Please use a cable style connector for SLI if one is needed (like voodoo 2) and NOT a baord like nVidia uses!! ;)
Considered looking into Metabyte (or Wicked3D? kinda forget the name its been so long)? Those guys were trying to get SLI between two video cards reguardless of vendor/chipset back in the days of the Voodoo2/3/TNT2..
guys you have to take in consideration that they cant take out all that stuff that waste money. people use ps2 maybe not me but i know people do i agree with alot of your oc'ers needs. but you cant tell Gracyskull we dont need this and we dont need this to save you money its just never gonna happen.
gracyskull i have a question directed to you, is it true that the xpress 200 was tampered with when Anadatech recieved it. people have told me that its not normal to get that high of an oc on it. what did happen?
EDIT: by the way :banana: Happy Valentine's Day :banana: everyone!
EDIT: Do not! put SLI on the the mobo SLI is the stupidest thing made its purely for rich people who is going to at this point by 2 6800gt for the nf4 boards..barely any. also at this point there is not one game that can use true SLI with one video card you can run anygame right now. and for those people saying i will get another 6800gt no u wont there will be a new video card you are gonna want to get. just my 2 cents
hold on a second there champ.
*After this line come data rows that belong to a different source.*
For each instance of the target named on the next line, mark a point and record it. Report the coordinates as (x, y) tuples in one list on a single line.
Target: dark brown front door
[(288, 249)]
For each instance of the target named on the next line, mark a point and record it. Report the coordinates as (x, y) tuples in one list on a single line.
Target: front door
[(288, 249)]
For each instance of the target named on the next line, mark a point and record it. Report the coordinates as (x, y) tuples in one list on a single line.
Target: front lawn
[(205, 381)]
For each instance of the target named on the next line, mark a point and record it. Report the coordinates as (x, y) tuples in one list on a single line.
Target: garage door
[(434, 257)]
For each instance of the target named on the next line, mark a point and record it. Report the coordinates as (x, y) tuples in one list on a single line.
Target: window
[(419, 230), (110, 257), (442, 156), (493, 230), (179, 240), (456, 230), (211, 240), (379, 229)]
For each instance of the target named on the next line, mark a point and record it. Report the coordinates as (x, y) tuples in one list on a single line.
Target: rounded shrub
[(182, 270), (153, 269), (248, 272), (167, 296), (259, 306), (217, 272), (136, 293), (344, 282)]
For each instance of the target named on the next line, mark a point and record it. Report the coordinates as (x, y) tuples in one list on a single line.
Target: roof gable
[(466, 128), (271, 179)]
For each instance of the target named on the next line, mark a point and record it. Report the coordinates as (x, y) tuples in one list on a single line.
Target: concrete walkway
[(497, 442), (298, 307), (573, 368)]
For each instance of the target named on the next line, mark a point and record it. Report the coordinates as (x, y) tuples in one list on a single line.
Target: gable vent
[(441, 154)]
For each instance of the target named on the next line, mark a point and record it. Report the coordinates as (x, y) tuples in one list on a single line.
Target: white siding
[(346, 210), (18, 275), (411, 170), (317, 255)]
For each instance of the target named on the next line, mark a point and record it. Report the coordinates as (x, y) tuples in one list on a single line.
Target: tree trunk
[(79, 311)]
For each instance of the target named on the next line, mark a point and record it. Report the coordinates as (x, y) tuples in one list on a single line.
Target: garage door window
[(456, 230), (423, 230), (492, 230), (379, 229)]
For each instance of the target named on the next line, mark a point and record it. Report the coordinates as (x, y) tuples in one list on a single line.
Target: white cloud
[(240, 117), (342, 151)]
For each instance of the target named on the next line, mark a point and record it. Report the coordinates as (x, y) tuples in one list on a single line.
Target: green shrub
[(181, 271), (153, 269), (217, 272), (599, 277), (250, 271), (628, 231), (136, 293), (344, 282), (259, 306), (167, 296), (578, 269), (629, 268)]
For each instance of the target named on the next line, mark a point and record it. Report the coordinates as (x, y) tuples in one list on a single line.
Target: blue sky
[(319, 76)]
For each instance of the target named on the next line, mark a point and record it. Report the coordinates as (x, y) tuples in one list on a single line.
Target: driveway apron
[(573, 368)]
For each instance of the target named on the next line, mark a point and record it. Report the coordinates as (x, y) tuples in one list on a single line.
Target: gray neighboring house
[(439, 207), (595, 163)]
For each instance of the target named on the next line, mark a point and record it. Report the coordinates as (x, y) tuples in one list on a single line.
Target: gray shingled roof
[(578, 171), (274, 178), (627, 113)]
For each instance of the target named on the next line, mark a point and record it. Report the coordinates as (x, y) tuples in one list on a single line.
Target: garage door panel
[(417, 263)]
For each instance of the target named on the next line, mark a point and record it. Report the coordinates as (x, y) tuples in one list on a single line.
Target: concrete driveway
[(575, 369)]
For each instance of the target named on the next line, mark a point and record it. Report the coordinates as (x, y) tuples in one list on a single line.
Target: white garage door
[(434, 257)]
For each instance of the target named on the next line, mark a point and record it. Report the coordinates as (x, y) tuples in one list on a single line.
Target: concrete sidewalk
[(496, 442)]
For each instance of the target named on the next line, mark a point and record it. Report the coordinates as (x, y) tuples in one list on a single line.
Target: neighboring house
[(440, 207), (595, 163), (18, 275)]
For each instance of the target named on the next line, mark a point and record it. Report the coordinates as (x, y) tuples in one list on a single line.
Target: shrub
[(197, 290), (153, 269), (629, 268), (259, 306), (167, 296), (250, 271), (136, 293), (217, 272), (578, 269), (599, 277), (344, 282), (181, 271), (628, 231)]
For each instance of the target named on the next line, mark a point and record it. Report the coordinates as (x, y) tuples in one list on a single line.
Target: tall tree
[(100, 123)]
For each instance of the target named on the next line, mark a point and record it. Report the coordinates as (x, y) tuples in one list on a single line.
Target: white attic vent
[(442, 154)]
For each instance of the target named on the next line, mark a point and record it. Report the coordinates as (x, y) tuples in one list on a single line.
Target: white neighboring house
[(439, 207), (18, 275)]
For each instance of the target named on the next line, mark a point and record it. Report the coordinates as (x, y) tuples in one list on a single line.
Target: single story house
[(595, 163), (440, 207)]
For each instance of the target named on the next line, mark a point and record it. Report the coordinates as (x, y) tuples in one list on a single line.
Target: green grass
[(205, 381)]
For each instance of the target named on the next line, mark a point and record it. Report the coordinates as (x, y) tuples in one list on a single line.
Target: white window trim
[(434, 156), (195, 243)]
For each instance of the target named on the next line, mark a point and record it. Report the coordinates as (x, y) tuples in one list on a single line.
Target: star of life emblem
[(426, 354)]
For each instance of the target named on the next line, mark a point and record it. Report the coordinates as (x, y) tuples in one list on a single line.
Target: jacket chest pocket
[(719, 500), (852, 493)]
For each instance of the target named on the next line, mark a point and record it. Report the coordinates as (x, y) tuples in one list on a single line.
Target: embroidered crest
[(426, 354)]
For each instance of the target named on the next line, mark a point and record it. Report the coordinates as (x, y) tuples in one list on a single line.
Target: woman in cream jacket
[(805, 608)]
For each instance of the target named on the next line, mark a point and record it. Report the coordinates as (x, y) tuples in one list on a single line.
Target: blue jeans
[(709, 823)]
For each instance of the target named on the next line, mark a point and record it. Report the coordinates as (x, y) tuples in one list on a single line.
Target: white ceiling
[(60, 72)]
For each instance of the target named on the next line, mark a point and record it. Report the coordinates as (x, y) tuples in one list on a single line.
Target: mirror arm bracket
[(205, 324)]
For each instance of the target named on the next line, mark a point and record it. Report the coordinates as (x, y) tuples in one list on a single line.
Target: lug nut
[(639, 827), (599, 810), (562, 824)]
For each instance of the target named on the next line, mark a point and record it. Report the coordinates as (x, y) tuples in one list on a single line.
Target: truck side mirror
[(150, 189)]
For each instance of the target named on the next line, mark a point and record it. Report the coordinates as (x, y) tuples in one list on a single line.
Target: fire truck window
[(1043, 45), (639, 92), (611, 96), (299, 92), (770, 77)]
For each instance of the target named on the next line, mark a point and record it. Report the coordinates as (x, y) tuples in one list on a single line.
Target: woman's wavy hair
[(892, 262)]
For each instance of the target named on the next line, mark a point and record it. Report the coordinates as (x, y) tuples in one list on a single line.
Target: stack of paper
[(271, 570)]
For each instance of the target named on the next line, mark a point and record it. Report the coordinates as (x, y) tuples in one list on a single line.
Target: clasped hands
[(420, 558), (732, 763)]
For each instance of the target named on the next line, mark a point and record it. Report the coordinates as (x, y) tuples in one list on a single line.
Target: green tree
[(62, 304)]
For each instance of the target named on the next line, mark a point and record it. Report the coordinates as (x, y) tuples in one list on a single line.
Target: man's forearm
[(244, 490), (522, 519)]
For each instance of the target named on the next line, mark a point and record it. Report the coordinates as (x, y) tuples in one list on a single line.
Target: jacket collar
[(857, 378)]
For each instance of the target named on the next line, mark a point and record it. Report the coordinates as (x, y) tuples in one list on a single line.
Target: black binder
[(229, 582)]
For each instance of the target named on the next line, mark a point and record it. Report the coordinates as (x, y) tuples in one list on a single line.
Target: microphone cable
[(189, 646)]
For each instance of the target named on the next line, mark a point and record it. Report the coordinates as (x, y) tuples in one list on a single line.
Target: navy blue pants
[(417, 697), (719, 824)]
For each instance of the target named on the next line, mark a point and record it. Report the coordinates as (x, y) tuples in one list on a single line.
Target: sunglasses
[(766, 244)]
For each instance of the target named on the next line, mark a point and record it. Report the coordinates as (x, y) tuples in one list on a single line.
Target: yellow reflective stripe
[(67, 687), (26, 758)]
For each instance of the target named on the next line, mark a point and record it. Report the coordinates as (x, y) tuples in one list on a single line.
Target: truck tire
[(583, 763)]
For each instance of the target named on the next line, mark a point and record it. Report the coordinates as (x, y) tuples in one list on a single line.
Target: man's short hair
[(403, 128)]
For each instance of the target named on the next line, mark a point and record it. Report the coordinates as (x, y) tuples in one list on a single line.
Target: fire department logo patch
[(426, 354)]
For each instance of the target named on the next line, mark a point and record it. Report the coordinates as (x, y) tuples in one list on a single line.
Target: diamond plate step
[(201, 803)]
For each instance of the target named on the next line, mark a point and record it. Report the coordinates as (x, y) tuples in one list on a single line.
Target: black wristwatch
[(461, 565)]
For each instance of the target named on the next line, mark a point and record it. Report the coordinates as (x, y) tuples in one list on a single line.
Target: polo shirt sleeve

First off, this thread is for Ati's bullhead board, which will in no way support SLI. That is nVidia's (failed) attempt at a dual card solution. In terms of real world performance, SLI is largely worthless b/c, as you said, it only works with a relative handful of driver optimized games and (surprise) banchmarking programs.Quote:
Originally Posted by w00t!w00t!
Ati's solution is currently called AMR, for ATi Multi-Rendering. This name could change for production, but thats what ppl are calling it. Now, if ATi wants to get it all right and hit one out of the park on the first attempt(wink wink, Grayskull :)), they should have both cards be run at the chipset level as a I speculated about above. the cards should be any two ATi PCI-e cards, whether of the same power or not, and both should be able to be fully utilized all the time. Again, these are just my hopes and random thoughts, and in NO WAY should this be taken as fact or official word!!!!
Man, dual X800XL's or dual mid-range R520's at a later time would rock my socks off for a (comparatively) reasonable price! Please ATI, do right by us and you WILL have our business. NV's SLI is floundering, swoop in and destroy it.